After that, Lucy and I smiled and nodded when we saw each other, and once she came over when Theo was having skin-on-skin feeding time. She watched for a while, looking down at him fondly. “He looks so contented, doesn’t he?” she commented. “Like a dog curled up in his favorite chair. I’m Lucy, by the way.”
“I’m Maddie.” We’d told each other our babies’ names, but not our own—slipping into the ways of parenthood already. “And that’s my partner, Pete,” I added, nodding in his direction.
“Oh, I’ve seen Pete. So good with the baby. All the nurses say so.”
“We call him Saint Peter,” I said drily. I still wasn’t sure how I felt about the way everyone on the NICU now officially adored Pete, or the way he’d so instantly bonded with Theo. I was getting there—or at least, I was slowly becoming more confident about my ability to feed him—but I still didn’t worship him unconditionally, the way Pete clearly did. “What about you?

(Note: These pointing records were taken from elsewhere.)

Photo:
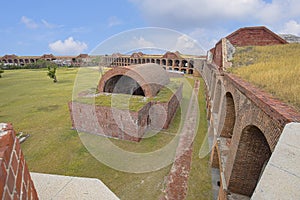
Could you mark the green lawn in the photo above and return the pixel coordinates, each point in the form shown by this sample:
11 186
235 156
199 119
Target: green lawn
37 106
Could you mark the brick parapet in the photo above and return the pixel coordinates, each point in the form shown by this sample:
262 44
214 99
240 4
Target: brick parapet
15 180
274 108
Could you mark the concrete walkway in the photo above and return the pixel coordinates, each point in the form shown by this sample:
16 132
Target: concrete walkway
177 183
66 187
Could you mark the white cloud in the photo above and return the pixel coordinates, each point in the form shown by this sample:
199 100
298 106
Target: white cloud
188 45
49 25
291 27
190 13
68 47
142 43
29 23
210 20
113 21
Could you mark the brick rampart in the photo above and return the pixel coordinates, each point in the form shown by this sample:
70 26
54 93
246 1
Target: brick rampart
15 180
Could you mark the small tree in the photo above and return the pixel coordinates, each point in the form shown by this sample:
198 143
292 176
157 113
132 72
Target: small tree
1 72
52 72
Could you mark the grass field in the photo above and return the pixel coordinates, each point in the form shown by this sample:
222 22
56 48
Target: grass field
275 69
37 106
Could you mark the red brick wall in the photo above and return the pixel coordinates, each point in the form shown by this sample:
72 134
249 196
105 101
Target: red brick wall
15 180
217 57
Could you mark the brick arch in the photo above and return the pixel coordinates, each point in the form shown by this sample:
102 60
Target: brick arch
213 84
149 78
123 84
217 97
229 115
252 153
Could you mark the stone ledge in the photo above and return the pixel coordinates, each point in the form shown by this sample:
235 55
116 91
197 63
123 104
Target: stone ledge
66 187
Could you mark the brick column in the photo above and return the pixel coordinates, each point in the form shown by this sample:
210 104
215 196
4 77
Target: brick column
15 180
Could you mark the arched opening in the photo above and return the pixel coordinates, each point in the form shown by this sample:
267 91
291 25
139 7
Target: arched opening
213 84
184 63
229 122
191 64
123 84
217 98
252 154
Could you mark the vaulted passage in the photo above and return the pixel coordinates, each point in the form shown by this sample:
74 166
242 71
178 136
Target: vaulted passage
229 122
252 155
123 84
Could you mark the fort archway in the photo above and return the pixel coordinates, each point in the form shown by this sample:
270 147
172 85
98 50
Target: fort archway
252 154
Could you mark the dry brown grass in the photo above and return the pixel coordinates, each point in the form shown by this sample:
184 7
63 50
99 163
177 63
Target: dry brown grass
275 69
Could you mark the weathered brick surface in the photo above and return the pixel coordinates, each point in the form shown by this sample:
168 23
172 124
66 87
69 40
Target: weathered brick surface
253 119
249 36
122 124
14 177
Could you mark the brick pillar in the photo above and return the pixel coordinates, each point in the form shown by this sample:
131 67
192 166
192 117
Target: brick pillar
15 180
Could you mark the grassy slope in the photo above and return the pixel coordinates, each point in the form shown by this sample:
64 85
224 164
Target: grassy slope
199 182
35 105
275 69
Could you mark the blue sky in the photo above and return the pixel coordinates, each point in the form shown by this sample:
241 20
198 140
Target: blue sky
71 27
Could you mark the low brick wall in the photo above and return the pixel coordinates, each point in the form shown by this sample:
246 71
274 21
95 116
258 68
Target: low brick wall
124 124
15 180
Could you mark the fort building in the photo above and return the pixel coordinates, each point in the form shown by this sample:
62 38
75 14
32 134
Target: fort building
143 83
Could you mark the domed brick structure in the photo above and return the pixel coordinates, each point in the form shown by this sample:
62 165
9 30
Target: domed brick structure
145 80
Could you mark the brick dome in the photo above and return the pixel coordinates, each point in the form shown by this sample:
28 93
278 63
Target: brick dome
144 79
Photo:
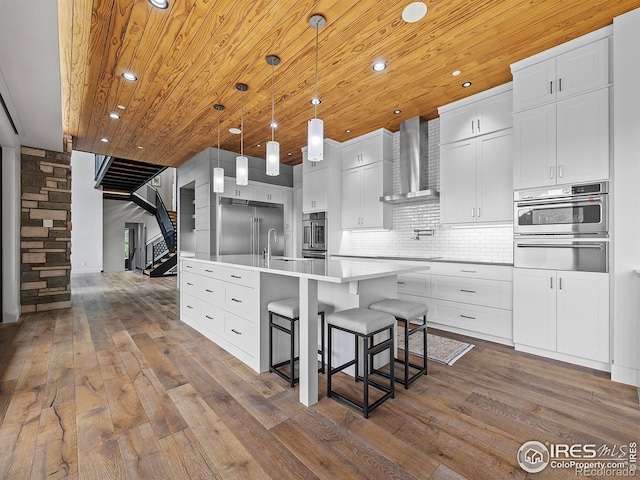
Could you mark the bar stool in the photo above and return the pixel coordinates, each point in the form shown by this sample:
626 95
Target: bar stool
363 324
407 312
289 310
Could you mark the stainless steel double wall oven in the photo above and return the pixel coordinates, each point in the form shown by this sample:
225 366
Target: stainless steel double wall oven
565 227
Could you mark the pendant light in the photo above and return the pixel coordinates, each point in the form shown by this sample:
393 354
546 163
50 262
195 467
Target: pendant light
242 162
273 147
218 173
315 138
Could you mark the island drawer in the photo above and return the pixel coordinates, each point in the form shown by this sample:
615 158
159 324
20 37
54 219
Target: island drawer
485 320
212 290
213 319
473 270
190 307
240 299
230 274
413 284
190 283
475 291
241 332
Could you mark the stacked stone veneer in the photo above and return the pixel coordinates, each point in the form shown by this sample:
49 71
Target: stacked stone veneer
45 230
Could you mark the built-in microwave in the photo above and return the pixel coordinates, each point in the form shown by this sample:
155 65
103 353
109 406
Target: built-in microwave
564 209
314 232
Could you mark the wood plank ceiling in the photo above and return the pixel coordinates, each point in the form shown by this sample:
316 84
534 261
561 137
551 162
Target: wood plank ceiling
190 56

Is your partner here?”
Lucy shook her head. “He has one of those ridiculously high-pressure jobs where if he steps away from his emails for ten minutes, he’ll get fired. He’ll come after work, I expect.”
Later, I saw a good-looking young man in a suit standing by David’s incubator. He was resting one hand on the clear cover, almost as if he were stroking it in place of the baby. The fingers of his other hand were curled around a BlackBerry.
On another occasion, I happened to go past David’s cot on the way to the toilet. The nurses in the NICU gave out little printed cards to mark every milestone: Today I had cuddles with Daddy, Today I was fed by Mummy, Today I moved to an open cot. Theo’s incubator was by now festooned with these cards. I was struck by how bare David’s was by comparison.
Then I saw that the arterial line in David’s ankle looked wrong. There was fluid seeping through the bandage, and his toes were white. He must have dislodged it when he moved.
One of the reasons Pete was so effective in the NICU was that he was constantly asking questions—his journalistic training coming into play. So I knew that a dislodged arterial line could cause circulation problems, and was one of the few emergencies that might not trigger an alarm. I went to the nearest nurse, who was doing something for the baby in the next incubator. “Excuse me—I think David Lambert’s line might have come loose.”
The nurse gave me a brief, uninterested glance. “I’ll take a look shortly.”
“I think you should look now,” I insisted. “His toes have gone a different color.”
“I’ll be there in a few minutes,” she said testily. Her manner was far removed from Bronagh’s cheery competence. Her name tag said PAULA.
I went back and took another look. David’s toes were now dark purple. “I’m pulling the alarm,” I said. I reached for the red cord by David’s incubator, and the piercing sound of the crash alarm filled the ward. Paula swore as she stopped what she was doing and hurried over.